Theatre - Design, Skills and Contexts
You’ll create an individual set and costume design response to a specified play. You’ll be introduced to studio practice through research, text analysis, interpretation, storyboard, and 2D/3D processes. You’ll also be introduced to the study histories, theories and practices that inform global performance design.
Equality Diversity and Inclusion
The unit provides an opportunity for you to explore what is meant by equality, diversity, and inclusion and the implications of these concepts for creative practice.
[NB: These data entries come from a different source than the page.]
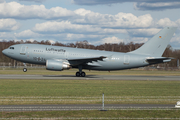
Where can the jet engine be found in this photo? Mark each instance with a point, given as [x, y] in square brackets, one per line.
[57, 65]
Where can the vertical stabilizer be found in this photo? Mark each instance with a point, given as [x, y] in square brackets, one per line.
[156, 46]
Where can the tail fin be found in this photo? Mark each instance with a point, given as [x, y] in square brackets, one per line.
[156, 46]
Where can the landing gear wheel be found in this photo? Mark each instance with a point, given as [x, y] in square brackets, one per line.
[78, 74]
[83, 74]
[25, 70]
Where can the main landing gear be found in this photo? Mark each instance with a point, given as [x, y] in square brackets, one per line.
[80, 73]
[24, 69]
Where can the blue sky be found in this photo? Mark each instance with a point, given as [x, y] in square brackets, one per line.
[97, 21]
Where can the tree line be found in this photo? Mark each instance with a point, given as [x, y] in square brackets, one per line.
[115, 47]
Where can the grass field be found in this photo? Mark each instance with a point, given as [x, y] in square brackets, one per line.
[32, 71]
[89, 92]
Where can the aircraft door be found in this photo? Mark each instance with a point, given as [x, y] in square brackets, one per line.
[23, 50]
[66, 55]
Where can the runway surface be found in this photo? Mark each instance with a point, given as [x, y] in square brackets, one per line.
[90, 77]
[84, 107]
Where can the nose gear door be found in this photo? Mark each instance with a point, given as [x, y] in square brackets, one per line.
[23, 50]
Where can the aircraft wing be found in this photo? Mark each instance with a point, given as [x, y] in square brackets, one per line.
[158, 60]
[78, 61]
[88, 59]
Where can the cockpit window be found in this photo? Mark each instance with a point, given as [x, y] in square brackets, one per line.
[11, 47]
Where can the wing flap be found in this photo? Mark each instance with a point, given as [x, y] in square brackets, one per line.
[88, 59]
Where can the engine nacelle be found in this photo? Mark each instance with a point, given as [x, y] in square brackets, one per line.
[56, 65]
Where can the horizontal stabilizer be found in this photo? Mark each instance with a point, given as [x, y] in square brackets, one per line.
[158, 60]
[156, 46]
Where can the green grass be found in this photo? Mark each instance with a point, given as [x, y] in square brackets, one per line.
[95, 114]
[32, 71]
[88, 88]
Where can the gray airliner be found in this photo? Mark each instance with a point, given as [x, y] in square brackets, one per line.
[61, 58]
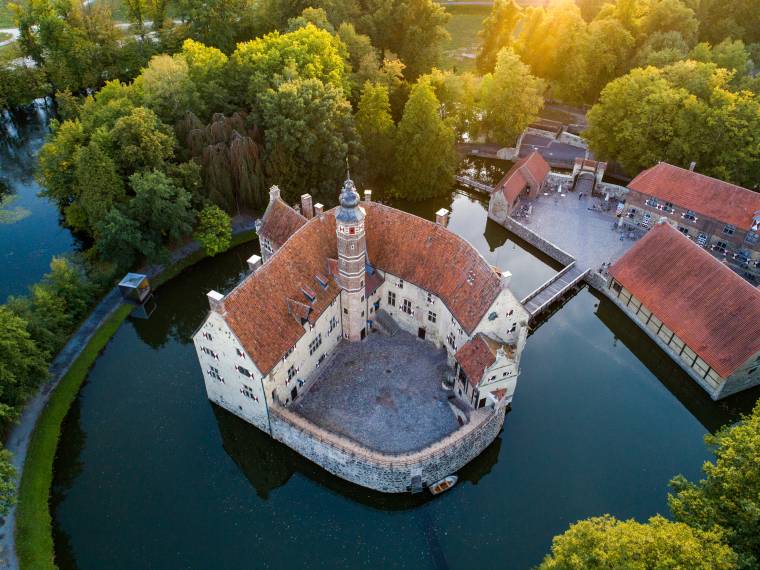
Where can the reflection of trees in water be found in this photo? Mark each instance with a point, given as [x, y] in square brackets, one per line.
[712, 415]
[181, 304]
[269, 464]
[67, 467]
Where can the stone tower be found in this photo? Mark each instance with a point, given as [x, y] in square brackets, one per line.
[352, 256]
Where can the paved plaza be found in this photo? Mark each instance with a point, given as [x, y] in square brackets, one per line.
[384, 393]
[571, 224]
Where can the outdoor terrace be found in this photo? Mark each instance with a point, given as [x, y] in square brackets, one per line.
[580, 226]
[384, 393]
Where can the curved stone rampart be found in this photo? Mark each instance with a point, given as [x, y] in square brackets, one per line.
[389, 473]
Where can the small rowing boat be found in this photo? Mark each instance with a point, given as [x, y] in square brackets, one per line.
[443, 485]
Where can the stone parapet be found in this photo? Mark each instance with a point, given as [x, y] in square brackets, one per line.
[386, 472]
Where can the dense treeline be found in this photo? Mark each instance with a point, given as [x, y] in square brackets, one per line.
[672, 80]
[717, 520]
[184, 117]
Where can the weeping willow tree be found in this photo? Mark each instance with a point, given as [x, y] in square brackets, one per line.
[229, 153]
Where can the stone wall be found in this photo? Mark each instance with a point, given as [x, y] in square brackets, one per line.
[388, 473]
[536, 240]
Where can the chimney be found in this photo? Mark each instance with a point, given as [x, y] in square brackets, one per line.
[306, 208]
[254, 262]
[216, 301]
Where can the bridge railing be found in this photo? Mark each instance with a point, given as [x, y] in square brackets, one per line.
[547, 283]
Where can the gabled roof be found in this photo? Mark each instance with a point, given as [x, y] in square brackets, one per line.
[707, 196]
[532, 168]
[260, 311]
[433, 258]
[706, 304]
[476, 355]
[280, 221]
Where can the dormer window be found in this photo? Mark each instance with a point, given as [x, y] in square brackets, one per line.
[309, 293]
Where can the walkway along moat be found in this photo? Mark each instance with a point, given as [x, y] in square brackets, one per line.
[150, 474]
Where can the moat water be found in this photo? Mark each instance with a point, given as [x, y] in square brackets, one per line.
[30, 232]
[150, 475]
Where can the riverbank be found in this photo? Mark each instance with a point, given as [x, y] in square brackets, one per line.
[26, 540]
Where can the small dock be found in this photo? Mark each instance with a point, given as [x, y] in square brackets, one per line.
[475, 184]
[553, 290]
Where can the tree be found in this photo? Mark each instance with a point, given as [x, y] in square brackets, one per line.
[376, 130]
[229, 153]
[606, 54]
[661, 49]
[425, 160]
[506, 116]
[140, 141]
[605, 542]
[97, 186]
[497, 32]
[159, 213]
[264, 64]
[679, 114]
[741, 21]
[729, 495]
[308, 133]
[728, 54]
[214, 230]
[217, 23]
[670, 16]
[23, 364]
[412, 29]
[167, 89]
[208, 70]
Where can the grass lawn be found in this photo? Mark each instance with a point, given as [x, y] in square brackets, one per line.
[34, 538]
[464, 25]
[34, 532]
[6, 20]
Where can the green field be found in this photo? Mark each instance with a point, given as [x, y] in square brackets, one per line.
[464, 25]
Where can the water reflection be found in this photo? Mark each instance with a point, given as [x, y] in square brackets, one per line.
[712, 415]
[268, 465]
[28, 244]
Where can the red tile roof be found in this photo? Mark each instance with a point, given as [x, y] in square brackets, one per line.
[707, 196]
[475, 356]
[520, 175]
[709, 307]
[433, 258]
[418, 251]
[280, 221]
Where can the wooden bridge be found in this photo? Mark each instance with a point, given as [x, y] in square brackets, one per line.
[553, 290]
[475, 184]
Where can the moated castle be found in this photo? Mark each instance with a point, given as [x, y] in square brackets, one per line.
[377, 344]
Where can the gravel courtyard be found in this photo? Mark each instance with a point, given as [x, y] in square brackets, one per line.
[384, 393]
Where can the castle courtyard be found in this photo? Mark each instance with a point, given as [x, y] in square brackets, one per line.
[384, 393]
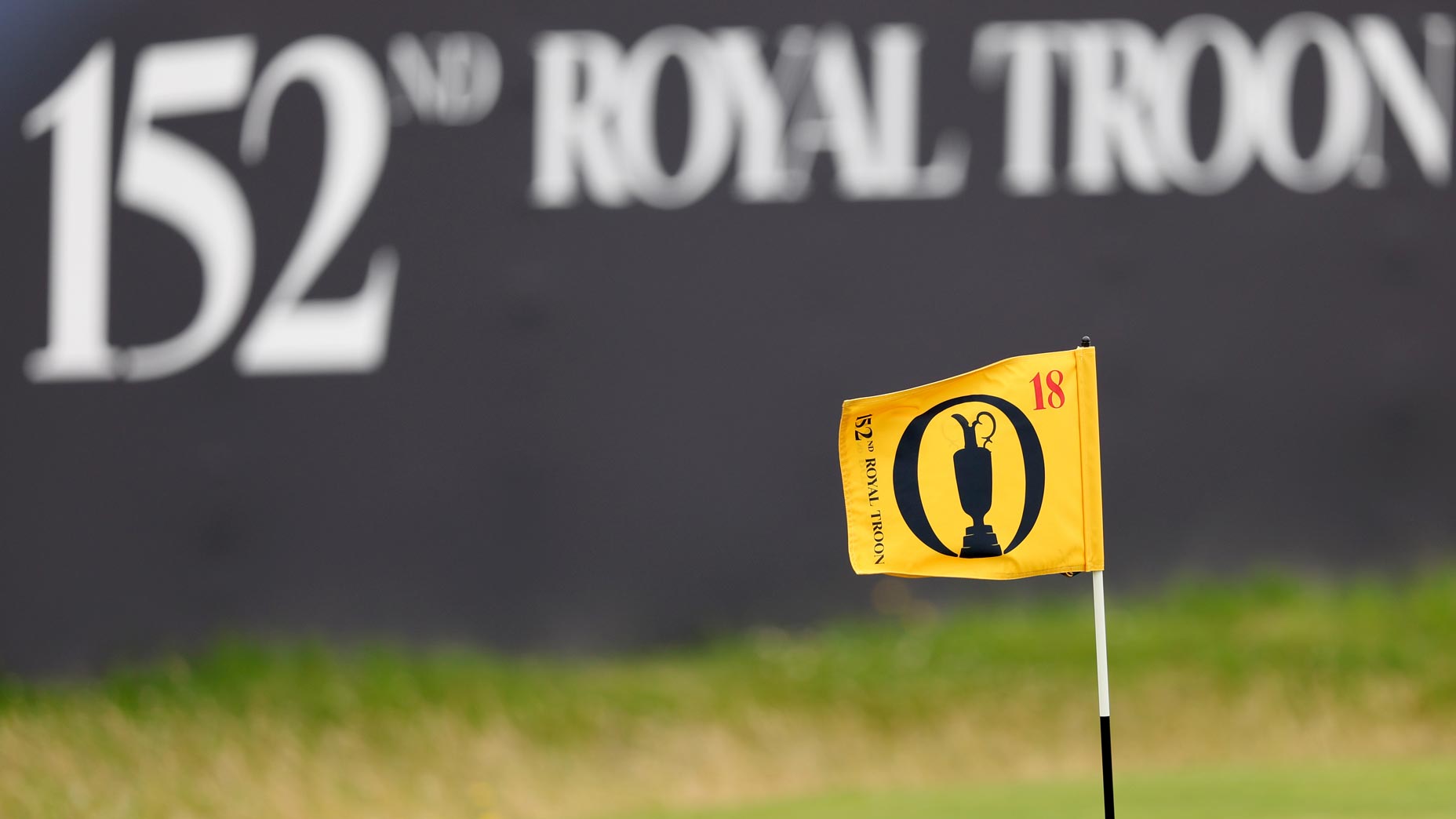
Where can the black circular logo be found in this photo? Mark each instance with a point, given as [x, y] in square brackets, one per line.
[973, 479]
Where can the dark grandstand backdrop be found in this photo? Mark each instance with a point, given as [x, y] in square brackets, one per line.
[561, 358]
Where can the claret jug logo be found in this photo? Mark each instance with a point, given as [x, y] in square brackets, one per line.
[992, 450]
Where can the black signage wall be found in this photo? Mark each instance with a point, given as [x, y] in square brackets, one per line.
[530, 326]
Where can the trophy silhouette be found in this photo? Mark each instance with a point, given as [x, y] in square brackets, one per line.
[973, 480]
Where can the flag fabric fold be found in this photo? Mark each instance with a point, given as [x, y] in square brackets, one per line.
[993, 474]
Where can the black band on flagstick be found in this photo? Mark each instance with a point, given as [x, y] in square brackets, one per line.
[1107, 766]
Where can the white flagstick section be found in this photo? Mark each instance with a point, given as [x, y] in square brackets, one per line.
[1100, 608]
[1104, 707]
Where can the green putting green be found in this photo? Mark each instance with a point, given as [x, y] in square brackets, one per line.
[1385, 790]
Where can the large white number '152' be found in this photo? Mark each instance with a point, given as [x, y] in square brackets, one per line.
[171, 180]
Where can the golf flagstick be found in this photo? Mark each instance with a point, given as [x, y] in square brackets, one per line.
[1104, 708]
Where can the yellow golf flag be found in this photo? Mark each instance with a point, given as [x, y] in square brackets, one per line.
[993, 474]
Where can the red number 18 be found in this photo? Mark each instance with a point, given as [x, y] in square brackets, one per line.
[1054, 387]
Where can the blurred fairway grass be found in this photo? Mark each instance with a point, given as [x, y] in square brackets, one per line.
[1308, 690]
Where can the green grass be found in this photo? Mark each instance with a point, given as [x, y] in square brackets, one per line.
[1349, 690]
[1410, 790]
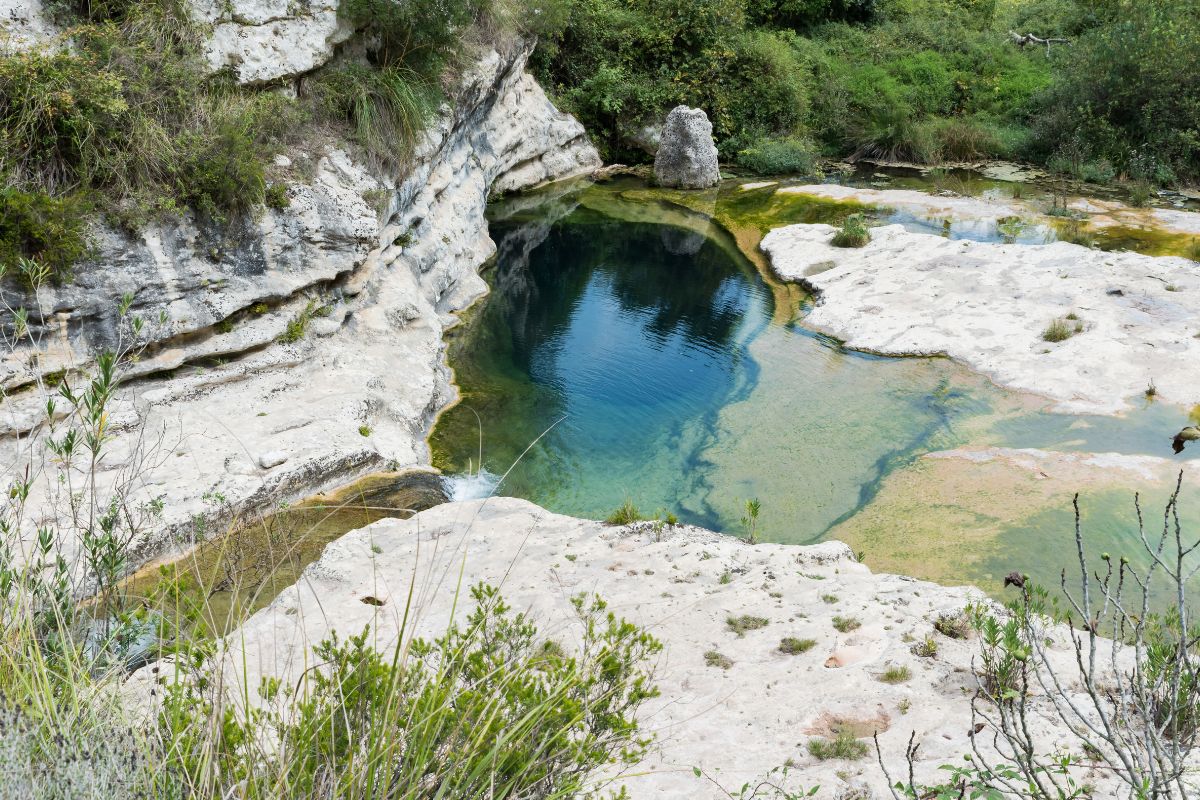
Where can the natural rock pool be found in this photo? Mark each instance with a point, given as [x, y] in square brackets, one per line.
[630, 350]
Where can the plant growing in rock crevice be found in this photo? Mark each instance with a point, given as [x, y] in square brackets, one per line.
[853, 233]
[1129, 693]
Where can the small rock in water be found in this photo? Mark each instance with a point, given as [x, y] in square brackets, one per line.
[271, 458]
[687, 156]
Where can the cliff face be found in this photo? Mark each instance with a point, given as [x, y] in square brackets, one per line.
[366, 264]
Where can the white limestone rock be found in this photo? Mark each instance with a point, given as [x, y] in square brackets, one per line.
[687, 156]
[988, 305]
[270, 40]
[736, 723]
[377, 359]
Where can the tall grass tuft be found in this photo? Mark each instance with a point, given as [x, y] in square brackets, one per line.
[387, 108]
[490, 708]
[853, 233]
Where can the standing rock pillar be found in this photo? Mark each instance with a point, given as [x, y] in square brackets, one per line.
[687, 156]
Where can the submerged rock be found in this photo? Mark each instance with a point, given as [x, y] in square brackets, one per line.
[687, 156]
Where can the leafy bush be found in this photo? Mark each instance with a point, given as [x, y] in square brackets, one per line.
[485, 710]
[895, 675]
[790, 156]
[744, 623]
[129, 110]
[48, 230]
[844, 746]
[63, 114]
[853, 233]
[385, 108]
[1060, 330]
[624, 515]
[220, 172]
[623, 65]
[791, 645]
[420, 35]
[1125, 94]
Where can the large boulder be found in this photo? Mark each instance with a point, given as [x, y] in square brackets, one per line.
[264, 41]
[687, 156]
[23, 24]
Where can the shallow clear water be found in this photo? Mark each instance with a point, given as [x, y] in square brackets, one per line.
[629, 350]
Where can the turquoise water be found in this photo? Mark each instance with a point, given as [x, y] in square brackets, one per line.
[629, 352]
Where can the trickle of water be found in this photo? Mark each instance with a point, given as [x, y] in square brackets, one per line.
[478, 486]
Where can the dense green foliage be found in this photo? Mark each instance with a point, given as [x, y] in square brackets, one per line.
[130, 112]
[621, 64]
[925, 80]
[48, 230]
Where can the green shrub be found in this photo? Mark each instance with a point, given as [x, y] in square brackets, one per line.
[48, 230]
[276, 197]
[485, 710]
[853, 233]
[129, 110]
[925, 649]
[792, 647]
[1126, 96]
[420, 35]
[744, 623]
[622, 65]
[625, 513]
[895, 675]
[220, 173]
[791, 156]
[715, 659]
[953, 626]
[1060, 330]
[845, 746]
[387, 108]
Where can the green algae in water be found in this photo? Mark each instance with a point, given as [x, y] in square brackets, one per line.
[635, 348]
[226, 578]
[640, 361]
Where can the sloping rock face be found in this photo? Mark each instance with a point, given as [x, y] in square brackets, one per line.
[262, 41]
[736, 722]
[1132, 318]
[238, 410]
[23, 24]
[270, 40]
[687, 156]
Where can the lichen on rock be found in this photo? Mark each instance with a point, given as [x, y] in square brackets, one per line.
[687, 156]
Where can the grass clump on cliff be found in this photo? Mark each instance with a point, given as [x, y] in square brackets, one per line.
[1062, 329]
[853, 233]
[843, 747]
[625, 513]
[717, 659]
[475, 719]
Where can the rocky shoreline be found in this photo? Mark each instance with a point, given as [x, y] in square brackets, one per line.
[733, 701]
[1129, 319]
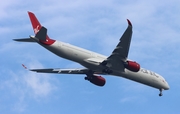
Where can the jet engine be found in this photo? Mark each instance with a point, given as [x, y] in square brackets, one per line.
[132, 66]
[96, 79]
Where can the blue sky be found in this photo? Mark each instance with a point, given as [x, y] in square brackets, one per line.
[97, 26]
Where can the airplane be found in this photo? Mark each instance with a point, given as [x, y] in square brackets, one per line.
[95, 65]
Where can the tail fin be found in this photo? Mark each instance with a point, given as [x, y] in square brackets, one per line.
[37, 27]
[34, 21]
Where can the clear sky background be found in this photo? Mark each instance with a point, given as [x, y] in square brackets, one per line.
[97, 26]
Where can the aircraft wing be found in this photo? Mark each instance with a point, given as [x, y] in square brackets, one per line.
[120, 53]
[65, 71]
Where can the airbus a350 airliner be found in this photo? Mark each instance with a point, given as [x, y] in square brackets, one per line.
[96, 64]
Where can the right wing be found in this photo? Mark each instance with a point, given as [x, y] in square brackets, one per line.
[65, 71]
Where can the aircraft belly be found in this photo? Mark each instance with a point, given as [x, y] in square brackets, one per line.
[67, 53]
[141, 78]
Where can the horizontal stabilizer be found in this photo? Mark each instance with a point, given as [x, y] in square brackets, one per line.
[25, 40]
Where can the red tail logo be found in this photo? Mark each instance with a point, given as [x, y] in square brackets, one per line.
[35, 23]
[37, 26]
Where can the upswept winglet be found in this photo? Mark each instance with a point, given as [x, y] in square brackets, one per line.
[129, 22]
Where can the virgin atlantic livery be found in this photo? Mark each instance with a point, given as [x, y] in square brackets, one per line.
[96, 64]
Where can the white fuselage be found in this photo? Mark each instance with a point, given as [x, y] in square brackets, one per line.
[92, 61]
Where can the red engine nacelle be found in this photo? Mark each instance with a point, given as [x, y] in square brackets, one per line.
[132, 66]
[96, 79]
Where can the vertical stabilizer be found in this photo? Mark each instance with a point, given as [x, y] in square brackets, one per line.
[37, 27]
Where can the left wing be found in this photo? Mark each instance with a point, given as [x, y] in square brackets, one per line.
[65, 71]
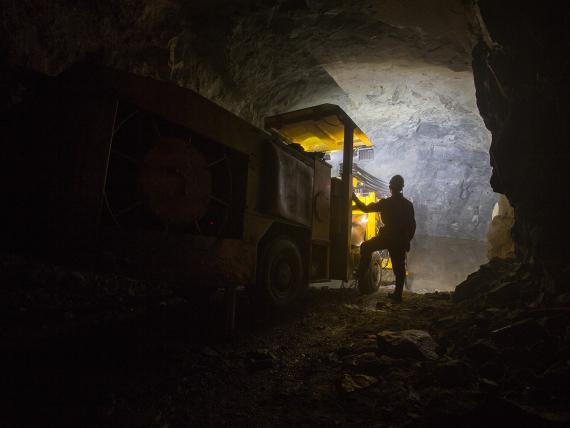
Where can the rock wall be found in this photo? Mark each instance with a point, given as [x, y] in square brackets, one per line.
[521, 71]
[402, 71]
[500, 237]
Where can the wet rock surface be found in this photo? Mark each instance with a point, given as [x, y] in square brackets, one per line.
[119, 360]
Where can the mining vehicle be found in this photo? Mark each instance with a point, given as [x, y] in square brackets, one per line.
[158, 181]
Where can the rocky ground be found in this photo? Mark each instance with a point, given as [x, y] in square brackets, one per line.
[85, 349]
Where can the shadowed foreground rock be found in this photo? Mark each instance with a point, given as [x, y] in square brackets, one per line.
[134, 356]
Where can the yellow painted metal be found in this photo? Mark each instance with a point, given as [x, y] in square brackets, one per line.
[324, 134]
[369, 219]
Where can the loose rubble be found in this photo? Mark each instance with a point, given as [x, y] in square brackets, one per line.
[105, 350]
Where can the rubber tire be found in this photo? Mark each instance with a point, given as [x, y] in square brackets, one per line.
[370, 283]
[280, 275]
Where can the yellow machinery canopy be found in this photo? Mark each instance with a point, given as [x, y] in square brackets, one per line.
[316, 129]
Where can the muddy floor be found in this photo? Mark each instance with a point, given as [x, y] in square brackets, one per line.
[84, 349]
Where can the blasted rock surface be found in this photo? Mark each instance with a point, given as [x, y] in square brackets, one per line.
[401, 70]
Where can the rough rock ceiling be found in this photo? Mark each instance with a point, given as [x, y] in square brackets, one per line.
[401, 68]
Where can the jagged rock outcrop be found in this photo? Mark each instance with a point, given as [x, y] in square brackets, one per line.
[401, 70]
[499, 237]
[521, 68]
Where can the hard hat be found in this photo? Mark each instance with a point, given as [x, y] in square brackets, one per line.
[397, 182]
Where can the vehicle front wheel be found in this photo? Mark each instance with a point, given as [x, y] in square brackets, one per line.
[280, 277]
[370, 282]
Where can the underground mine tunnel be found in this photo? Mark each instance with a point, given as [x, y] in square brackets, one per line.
[179, 246]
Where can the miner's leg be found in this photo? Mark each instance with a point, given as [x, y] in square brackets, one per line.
[366, 250]
[398, 257]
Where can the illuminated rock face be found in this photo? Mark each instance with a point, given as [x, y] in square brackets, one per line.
[425, 124]
[401, 69]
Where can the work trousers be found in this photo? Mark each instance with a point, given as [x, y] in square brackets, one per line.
[397, 254]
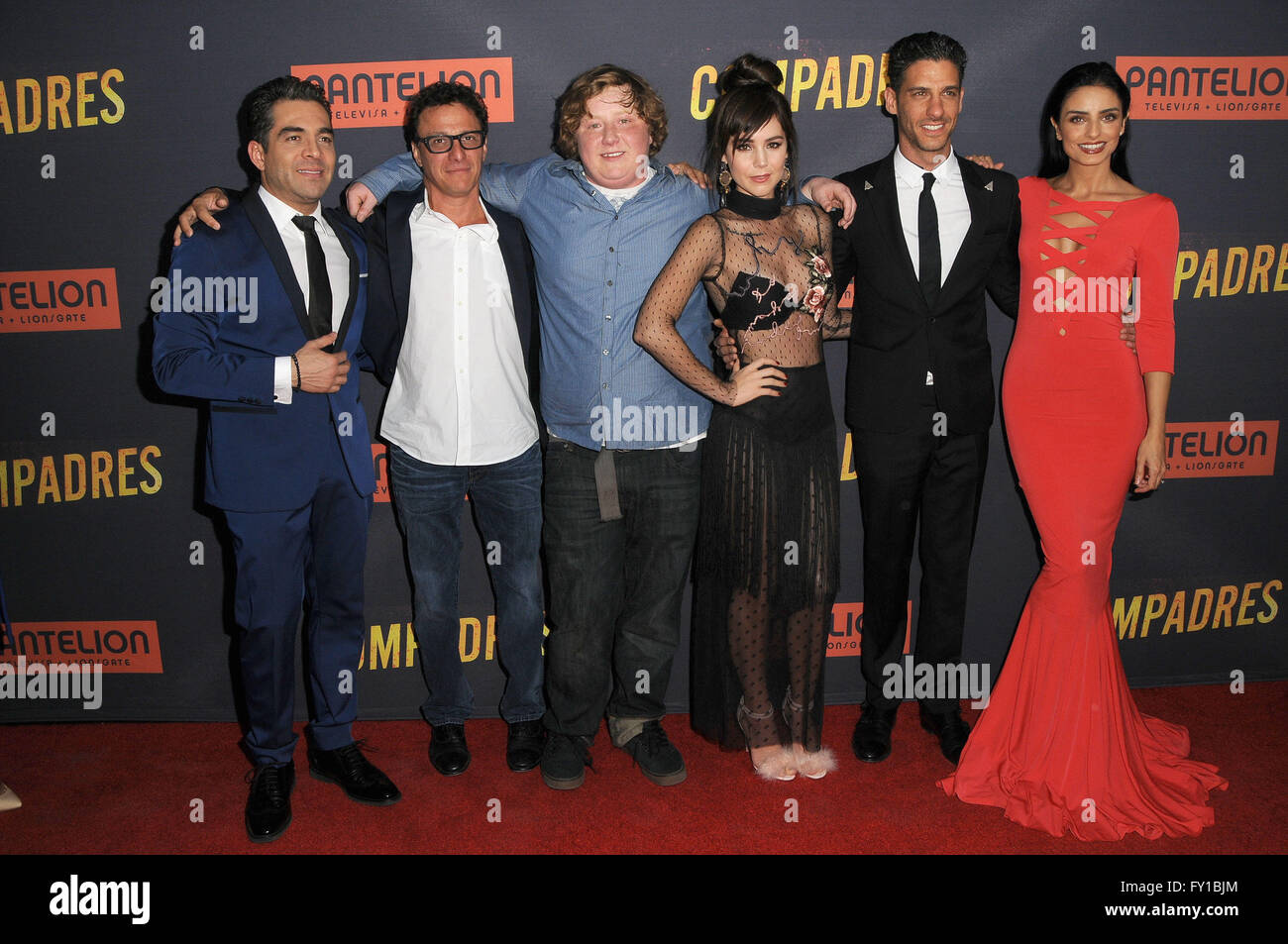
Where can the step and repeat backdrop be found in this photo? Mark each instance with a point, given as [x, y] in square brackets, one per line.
[112, 117]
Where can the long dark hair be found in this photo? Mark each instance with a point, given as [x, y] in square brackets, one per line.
[1054, 159]
[748, 98]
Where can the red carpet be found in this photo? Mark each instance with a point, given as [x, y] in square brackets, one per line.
[114, 788]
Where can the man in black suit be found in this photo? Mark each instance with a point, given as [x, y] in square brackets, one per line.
[931, 233]
[451, 330]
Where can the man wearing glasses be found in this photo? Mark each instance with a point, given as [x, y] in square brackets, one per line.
[451, 331]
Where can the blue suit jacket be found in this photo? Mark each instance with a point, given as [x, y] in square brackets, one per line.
[387, 232]
[262, 456]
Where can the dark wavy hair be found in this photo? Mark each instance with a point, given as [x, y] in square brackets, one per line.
[748, 98]
[256, 116]
[923, 46]
[1054, 159]
[571, 106]
[438, 94]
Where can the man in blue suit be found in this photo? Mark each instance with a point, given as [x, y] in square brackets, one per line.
[451, 331]
[273, 307]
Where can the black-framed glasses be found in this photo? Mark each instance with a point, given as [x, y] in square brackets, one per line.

It will equip students to understand how our social identities (such as gender, race/ethnicity, class, disability, sexual orientation, and religion) contribute to the inclusion and/or exclusion of individuals in creative spaces.
Design and Agency
This unit will engage you in responding collaboratively to a current socio-cultural issue. Through negotiating and adopting roles within a team, you will create either a time-based or installation-based response to a theme resonating with social justice, environmental concerns or related issues. This unit is all about collaborative working, enhancing awareness of current issues and stimulating resourcefulness in devising an effective response under time and resource constraints.
Opportunity Week
You’ll explore spontaneous filmmaking techniques and approaches in this Opportunity Week, culminating in the production of a short film in 24 hours.
Screen - Design, Skills and Contexts
In order to develop an understanding of how different elements of a design contributes to a whole, you’ll explore a range of approaches, methods and techniques where creative manipulation and digital interventions promotes dramatic storytelling. You’ll practice the skills needed in costume-making, prop-making, and/or scenic art alongside skills in communication and co-working to develop a cohesive visual language. You’ll also build on your knowledge of histories, theories and practices that inform global performance and production.
Employment Contexts
You’ll be required to deliver an ‘industry report’ on chosen companies or individuals who are directly or indirectly involved in the performance industry, nationally or internationally. In order to begin the process of seeing yourself as part of the professional world, you’ll familiarise yourself with careers websites, be guided to subject-specific resources, and attend Careers and Employability sessions that are deemed relevant for your stage of learning.
Puppetry and Portfolio
Explore new performance design techniques and processes, and refine and develop current skills practice, through the creation of puppets. The unit facilitates opportunities for individual working or for collaborating within or outside of the cohort.
The unit also provides an opportunity for you to consolidate the year’s work within the ATOM unit and PLE digital outcome (see below). These will be supported by personal development tutorials.
ATOM Activities
ATOM activities are tiny pieces of individual learning that facilitate interdisciplinary exposure across the university. Collectively they form a small fraction of your curriculum that is determined through your own personal choice and interest.
PLE Digital Output
In this unit you’ll collate a digital record, reflecting on your learning journey through the first year of your degree. You’ll identify key points and developments within all units undertaken. We are interested in seeing a detailed account of your academic, technical and creative progress and development.